Allgemein würde ist das hier durcharbeiten
DSGVO – Das sollten Sie ueber die Datenschutz-Grundverordnung wissen |
    heise online
Was es aber mit Wortmarken auf sich hat, weiss ich nicht. Die DSGVO verlangt schon ohne solche Sonderthemen, die in der Regel keine privaten Betreiber von Webseiten betreffen, viel zu viele nutzlose Angaben.



DataDino schrieb:


> Einbinden von Bildern und Videos ist generell  kein Problem.

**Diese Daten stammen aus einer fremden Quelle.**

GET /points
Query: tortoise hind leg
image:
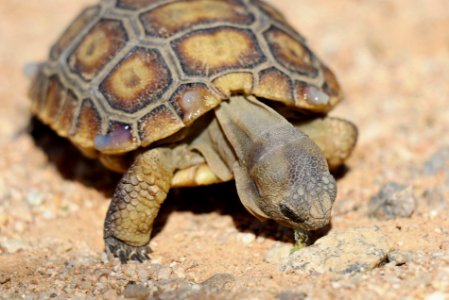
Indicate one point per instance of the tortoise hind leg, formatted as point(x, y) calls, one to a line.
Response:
point(135, 204)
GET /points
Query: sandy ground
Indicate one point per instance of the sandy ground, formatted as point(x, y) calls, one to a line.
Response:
point(392, 58)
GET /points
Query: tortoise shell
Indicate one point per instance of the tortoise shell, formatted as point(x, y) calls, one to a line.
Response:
point(127, 73)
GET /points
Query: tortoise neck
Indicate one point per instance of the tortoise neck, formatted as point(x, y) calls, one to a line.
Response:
point(248, 123)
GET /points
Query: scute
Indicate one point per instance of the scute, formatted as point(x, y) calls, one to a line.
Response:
point(88, 125)
point(193, 100)
point(95, 50)
point(169, 19)
point(128, 73)
point(138, 80)
point(135, 4)
point(290, 53)
point(207, 52)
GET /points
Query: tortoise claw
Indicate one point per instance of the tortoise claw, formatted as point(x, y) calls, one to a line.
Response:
point(126, 252)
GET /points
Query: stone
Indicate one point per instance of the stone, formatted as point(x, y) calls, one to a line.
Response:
point(344, 252)
point(437, 162)
point(278, 253)
point(393, 201)
point(138, 291)
point(218, 281)
point(289, 295)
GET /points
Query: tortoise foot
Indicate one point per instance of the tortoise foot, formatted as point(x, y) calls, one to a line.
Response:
point(126, 252)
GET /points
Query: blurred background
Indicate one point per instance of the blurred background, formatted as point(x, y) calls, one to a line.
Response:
point(392, 60)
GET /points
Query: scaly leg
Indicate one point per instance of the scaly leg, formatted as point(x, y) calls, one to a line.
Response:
point(135, 204)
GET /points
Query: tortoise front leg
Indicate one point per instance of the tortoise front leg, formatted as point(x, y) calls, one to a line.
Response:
point(135, 204)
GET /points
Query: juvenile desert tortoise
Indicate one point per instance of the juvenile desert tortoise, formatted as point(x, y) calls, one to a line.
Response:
point(194, 93)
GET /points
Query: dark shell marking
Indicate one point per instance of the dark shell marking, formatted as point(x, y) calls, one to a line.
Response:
point(128, 73)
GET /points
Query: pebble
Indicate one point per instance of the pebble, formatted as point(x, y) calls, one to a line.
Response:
point(437, 162)
point(289, 295)
point(247, 238)
point(434, 199)
point(356, 250)
point(34, 198)
point(393, 201)
point(278, 253)
point(13, 245)
point(218, 281)
point(438, 296)
point(399, 258)
point(139, 291)
point(164, 273)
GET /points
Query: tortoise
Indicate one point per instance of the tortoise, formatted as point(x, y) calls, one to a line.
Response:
point(177, 93)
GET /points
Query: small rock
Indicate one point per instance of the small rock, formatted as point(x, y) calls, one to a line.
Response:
point(133, 290)
point(110, 294)
point(164, 273)
point(34, 198)
point(444, 245)
point(289, 295)
point(437, 296)
point(355, 250)
point(278, 253)
point(437, 162)
point(13, 245)
point(434, 199)
point(247, 238)
point(399, 258)
point(218, 281)
point(393, 201)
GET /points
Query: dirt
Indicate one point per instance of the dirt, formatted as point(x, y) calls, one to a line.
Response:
point(392, 59)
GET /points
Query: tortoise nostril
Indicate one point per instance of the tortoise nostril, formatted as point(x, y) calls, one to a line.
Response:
point(290, 214)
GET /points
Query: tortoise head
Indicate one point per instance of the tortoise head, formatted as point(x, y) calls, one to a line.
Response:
point(290, 180)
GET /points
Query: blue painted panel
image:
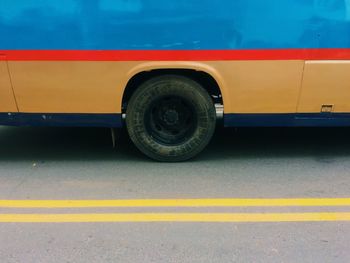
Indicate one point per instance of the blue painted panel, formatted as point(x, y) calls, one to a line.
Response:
point(61, 120)
point(288, 120)
point(173, 25)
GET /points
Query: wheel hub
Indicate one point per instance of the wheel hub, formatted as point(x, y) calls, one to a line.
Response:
point(171, 117)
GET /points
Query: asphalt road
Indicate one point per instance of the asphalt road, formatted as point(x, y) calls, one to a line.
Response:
point(80, 164)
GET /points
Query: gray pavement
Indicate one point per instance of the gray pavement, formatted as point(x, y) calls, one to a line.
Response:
point(67, 163)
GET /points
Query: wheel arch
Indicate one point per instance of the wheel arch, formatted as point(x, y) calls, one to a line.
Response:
point(207, 76)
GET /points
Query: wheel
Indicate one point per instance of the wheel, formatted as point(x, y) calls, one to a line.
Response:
point(170, 118)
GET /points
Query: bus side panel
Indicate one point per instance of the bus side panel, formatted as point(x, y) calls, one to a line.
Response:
point(97, 87)
point(7, 99)
point(326, 83)
point(68, 87)
point(262, 86)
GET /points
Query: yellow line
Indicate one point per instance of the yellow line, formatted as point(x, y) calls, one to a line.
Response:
point(174, 217)
point(175, 203)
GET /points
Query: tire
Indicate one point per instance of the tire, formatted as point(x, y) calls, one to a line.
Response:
point(170, 118)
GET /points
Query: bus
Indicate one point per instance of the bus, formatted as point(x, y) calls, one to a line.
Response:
point(167, 70)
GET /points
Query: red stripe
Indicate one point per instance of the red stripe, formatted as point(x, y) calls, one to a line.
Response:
point(175, 55)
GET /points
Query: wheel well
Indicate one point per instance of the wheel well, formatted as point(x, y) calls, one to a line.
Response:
point(203, 78)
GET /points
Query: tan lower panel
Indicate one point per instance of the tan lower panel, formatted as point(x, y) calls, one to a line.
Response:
point(7, 101)
point(97, 87)
point(325, 83)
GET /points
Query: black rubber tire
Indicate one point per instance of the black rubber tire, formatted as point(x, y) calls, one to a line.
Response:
point(183, 88)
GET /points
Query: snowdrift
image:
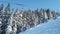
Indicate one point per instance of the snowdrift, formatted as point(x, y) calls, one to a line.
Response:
point(51, 27)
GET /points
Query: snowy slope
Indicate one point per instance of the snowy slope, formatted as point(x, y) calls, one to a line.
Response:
point(51, 27)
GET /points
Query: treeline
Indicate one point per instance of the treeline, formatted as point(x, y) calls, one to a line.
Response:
point(14, 22)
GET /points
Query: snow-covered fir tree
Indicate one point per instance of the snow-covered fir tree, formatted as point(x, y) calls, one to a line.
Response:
point(14, 22)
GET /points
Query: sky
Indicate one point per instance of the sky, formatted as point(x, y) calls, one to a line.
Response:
point(34, 4)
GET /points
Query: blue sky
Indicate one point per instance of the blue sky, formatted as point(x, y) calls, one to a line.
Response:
point(34, 4)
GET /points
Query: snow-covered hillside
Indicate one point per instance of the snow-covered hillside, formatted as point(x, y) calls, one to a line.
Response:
point(51, 27)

Technisch zwar nicht, rechtlich u.U. schon. Falls  die Screenshots nicht von selber entwickelten Programmen stammen, fängt  es dort u.U. schon an und ist im Zweifel mit dem Programmhersteller zu  klären.



Todesklinge schrieb:


> Habe mich jetzt für Drupla entschieden, vorerst.
> Ist das zumindest solide?


Neben WordPress und Typo3 ist es zumindest eines der bekannteren. Und da es regelmäßig Updates bekomt dürfte es bei korrekter Anwendung auch recht stabil/sicher sein.


----------



## ZAM (8. August 2018)

*AW: Möglichst günstige Webseite*

1. Du könntest ja mal erwähnen, was du genau vorhast.
2. "Eine Seite wie Blizzard", sollte dir immer vor Augen halten, dass die ein bezahltes Designer- und Entwickler-Team haben und konzeptionell mittlerweile offenbar auf One-Pager setzen.
3. Für diverse CMS-Systeme gibt es gratis Gaming-Templates, die sind aber dann nicht individuell. Alles andere kostet.

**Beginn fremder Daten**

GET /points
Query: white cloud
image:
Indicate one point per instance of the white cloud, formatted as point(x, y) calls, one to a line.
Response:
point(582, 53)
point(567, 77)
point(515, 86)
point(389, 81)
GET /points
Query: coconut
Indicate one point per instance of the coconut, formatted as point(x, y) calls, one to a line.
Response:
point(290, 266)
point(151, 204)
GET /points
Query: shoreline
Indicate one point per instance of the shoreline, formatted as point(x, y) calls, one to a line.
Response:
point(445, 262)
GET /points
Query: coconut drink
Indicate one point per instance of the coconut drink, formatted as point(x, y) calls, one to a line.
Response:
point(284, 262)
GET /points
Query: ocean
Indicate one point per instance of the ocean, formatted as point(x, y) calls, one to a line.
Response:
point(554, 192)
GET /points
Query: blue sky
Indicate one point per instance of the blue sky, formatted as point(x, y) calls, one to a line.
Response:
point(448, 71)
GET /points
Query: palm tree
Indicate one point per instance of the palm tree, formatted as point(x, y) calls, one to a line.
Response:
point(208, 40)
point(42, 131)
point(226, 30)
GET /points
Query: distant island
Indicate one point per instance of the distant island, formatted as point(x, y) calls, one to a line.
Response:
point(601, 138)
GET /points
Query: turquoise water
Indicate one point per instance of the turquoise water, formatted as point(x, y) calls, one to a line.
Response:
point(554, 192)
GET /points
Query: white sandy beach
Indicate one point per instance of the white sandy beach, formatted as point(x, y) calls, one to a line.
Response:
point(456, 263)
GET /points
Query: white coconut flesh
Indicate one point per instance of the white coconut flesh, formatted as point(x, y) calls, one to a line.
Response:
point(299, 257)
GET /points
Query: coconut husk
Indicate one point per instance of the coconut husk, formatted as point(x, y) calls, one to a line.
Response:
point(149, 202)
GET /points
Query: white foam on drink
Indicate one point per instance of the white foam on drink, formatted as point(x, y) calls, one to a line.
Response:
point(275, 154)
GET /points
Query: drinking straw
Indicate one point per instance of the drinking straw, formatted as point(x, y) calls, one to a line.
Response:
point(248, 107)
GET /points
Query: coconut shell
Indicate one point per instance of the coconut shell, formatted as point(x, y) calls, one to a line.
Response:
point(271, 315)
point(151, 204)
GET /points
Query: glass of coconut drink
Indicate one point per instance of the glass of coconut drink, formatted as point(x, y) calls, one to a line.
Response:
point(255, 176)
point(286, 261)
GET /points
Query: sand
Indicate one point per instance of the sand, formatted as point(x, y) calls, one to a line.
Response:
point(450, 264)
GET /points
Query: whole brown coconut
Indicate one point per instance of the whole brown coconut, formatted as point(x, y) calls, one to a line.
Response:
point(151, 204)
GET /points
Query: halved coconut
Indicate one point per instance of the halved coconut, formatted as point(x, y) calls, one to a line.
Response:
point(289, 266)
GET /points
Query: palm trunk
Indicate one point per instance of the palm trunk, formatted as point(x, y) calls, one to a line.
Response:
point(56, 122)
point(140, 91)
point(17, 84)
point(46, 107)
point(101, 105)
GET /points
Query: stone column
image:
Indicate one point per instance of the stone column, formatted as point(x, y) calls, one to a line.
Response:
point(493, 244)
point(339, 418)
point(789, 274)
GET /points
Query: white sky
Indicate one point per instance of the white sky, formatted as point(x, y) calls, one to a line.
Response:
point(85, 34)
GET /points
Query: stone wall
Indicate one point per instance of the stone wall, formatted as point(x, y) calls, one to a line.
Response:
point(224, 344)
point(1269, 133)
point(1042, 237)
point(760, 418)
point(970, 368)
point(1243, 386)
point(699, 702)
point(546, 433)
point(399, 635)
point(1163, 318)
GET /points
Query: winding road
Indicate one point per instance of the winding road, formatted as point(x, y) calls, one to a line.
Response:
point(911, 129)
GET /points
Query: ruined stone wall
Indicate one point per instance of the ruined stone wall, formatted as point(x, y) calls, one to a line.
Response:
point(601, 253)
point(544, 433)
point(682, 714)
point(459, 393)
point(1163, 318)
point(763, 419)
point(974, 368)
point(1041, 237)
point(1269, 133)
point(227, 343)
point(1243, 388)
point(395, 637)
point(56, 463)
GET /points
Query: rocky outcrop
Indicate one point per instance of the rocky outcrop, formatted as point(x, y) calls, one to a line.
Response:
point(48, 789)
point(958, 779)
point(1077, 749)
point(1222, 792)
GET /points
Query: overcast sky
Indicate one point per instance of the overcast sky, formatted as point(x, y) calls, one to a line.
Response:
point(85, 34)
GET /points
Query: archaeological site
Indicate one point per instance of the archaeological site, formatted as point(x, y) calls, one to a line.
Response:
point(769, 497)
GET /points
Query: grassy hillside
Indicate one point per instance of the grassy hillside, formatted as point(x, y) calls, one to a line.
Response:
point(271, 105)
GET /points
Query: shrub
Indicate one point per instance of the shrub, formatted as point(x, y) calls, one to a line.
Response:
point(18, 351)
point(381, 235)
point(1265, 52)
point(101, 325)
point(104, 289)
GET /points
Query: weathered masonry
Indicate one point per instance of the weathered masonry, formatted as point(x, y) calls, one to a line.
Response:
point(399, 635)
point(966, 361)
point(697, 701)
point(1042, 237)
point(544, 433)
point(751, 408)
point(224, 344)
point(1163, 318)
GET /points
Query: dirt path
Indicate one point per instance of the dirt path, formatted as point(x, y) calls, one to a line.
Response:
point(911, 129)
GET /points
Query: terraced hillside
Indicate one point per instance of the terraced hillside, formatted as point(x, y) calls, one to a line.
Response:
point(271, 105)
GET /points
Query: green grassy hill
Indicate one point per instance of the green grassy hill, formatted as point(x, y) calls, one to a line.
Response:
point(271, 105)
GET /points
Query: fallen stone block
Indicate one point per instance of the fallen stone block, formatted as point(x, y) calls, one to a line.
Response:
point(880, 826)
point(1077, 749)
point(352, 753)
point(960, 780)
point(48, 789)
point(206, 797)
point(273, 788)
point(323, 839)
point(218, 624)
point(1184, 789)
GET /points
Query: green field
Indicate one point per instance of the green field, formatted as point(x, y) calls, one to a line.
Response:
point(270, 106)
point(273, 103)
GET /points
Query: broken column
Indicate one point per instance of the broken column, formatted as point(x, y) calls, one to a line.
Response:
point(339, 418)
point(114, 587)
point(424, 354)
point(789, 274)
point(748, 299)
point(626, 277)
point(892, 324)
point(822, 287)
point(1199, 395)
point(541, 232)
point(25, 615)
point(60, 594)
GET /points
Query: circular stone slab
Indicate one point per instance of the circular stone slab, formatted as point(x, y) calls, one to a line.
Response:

Drupal ist mir mit dem Core-Code zu oft in diversen Exploit-Listen, würde da auch eher auf Wordpress setzen.


----------



## Todesklinge (9. August 2018)

*AW: Möglichst günstige Webseite*

Es geht um eine “Aktive Online Rollenspiel Simulation“ und das Projekt an dem ich seit längerem arbeite, möchte ich nun langsam vorstellen. Die Geschichte dazu, also der Roman (echtes Buch) ist soweit fertig. Muss fast nur noch gedruckt werden.

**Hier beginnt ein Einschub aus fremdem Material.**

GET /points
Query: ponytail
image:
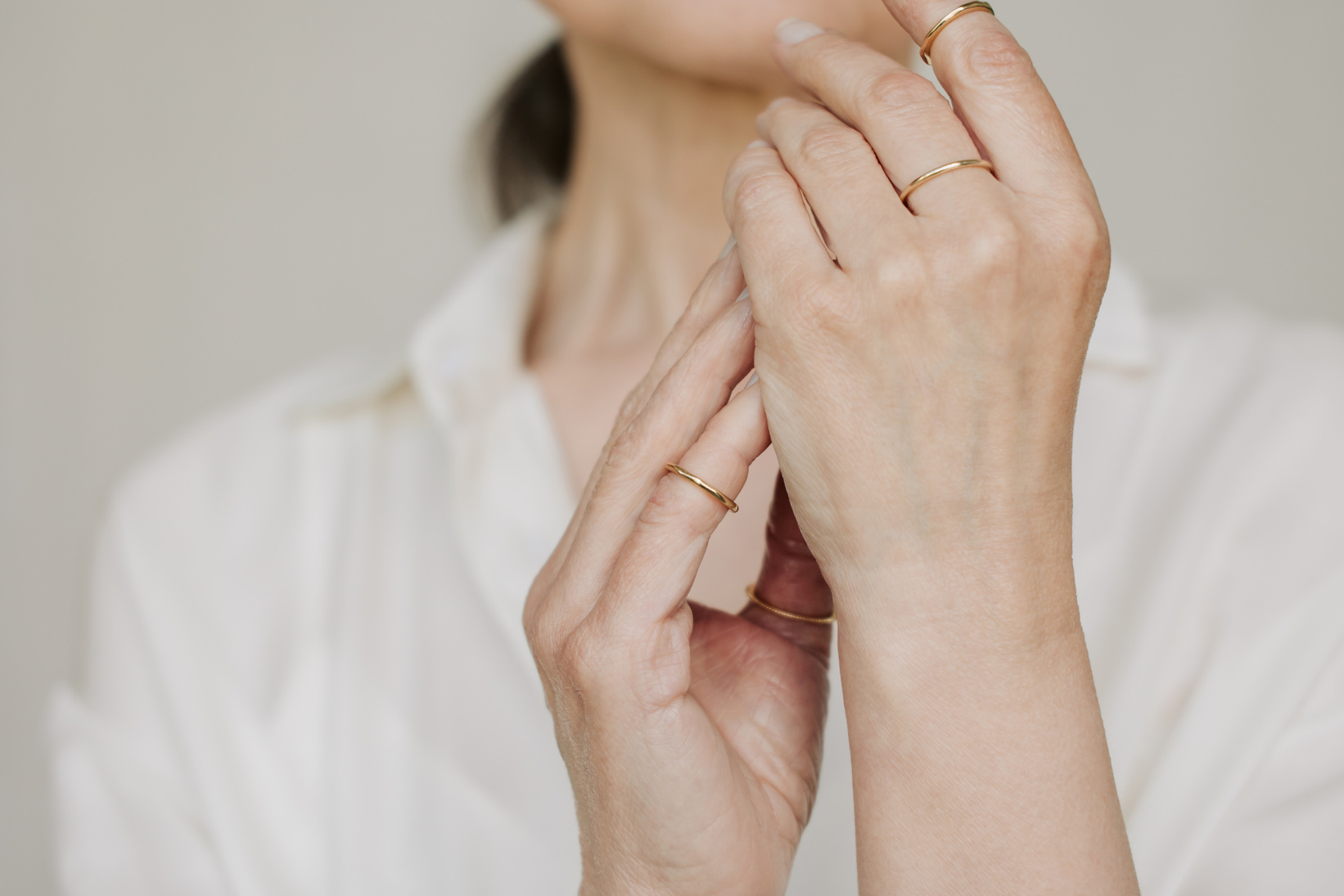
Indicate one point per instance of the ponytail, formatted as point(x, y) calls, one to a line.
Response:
point(531, 134)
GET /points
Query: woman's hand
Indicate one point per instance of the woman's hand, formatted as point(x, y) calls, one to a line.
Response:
point(692, 738)
point(919, 391)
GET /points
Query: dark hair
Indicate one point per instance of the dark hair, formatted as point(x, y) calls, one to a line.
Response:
point(531, 134)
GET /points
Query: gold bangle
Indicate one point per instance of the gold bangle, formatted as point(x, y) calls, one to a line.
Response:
point(820, 621)
point(946, 20)
point(942, 169)
point(713, 492)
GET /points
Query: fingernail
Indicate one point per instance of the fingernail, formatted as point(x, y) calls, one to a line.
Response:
point(793, 31)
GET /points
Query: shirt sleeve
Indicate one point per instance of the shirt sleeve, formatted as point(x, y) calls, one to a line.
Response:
point(1285, 832)
point(128, 822)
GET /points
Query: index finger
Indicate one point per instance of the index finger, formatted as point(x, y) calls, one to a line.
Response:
point(999, 96)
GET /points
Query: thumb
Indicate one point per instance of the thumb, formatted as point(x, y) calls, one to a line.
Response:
point(791, 581)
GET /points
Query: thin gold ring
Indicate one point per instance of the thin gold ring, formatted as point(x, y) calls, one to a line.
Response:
point(713, 492)
point(946, 20)
point(942, 169)
point(820, 621)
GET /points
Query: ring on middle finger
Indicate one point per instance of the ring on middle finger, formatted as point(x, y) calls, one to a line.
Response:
point(709, 489)
point(942, 169)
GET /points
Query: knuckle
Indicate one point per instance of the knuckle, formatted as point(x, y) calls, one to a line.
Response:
point(900, 90)
point(760, 188)
point(996, 58)
point(624, 453)
point(824, 144)
point(902, 274)
point(581, 657)
point(996, 245)
point(665, 511)
point(822, 311)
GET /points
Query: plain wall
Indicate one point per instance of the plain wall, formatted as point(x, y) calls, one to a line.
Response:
point(195, 198)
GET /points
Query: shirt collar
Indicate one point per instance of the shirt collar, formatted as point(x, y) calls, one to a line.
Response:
point(471, 345)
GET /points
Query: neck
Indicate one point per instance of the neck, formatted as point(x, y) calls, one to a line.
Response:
point(643, 213)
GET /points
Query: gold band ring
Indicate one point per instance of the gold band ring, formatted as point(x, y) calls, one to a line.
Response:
point(713, 492)
point(946, 20)
point(942, 169)
point(820, 621)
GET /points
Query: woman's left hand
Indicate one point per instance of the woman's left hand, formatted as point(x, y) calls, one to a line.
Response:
point(919, 367)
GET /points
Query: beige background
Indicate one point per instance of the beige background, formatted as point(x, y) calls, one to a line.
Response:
point(195, 198)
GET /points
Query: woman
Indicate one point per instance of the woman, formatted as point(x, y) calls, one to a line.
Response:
point(308, 672)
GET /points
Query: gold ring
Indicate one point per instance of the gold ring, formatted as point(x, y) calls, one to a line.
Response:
point(942, 169)
point(796, 617)
point(946, 20)
point(713, 492)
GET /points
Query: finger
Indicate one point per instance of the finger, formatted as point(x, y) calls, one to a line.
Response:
point(776, 238)
point(676, 414)
point(791, 581)
point(657, 565)
point(904, 119)
point(720, 285)
point(841, 178)
point(1000, 97)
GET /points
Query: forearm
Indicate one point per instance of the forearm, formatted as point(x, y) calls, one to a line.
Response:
point(980, 762)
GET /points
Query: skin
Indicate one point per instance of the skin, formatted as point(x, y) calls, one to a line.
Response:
point(919, 394)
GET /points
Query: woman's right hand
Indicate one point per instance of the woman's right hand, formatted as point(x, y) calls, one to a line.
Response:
point(692, 738)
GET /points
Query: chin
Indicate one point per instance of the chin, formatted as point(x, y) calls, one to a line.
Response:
point(722, 41)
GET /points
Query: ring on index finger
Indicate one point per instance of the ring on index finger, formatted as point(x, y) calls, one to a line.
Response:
point(927, 46)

Beides möchte ich nun öffentlich vorstellen, denn niemand weiss etwas von mir.

Grundsätzlich basiert das Spiel auf der geschichte des Romans, jedoch können die Spieler erstmals in der Branche (soweit bekannt), aktiv das Spielgeschehen verändern.

Es ist sehr schwer das zu erklären, weshalb es einfacher wäre, wenn man dazu auch Bilder, Videos und Spielszenen sehen kann. Dafür benötige ich jedoch eine Homepage.

Das ganze läuft mit der Unreal Engine 4, alle Rechte an beiden Projekten sind bereits gesichert. Da es finanziell bei mir nicht gut aussieht, müsste ich sehen, dass ich durch Spenden die beiden Projekte weiter finanzieren kann.


----------



## ZAM (9. August 2018)

*AW: Möglichst günstige Webseite*

Versuche es doch mal über Indiegogo oder  kickstarter.de


----------



## Todesklinge (9. August 2018)

*AW: Möglichst günstige Webseite*

Das mit Kickstarter möchte ich erst ab Ende des Jahres beginnen. Zuerst möchte ich mal den Fuß in die Tür bekommen, damit überhaupt andere darauf aufmerksam werden können.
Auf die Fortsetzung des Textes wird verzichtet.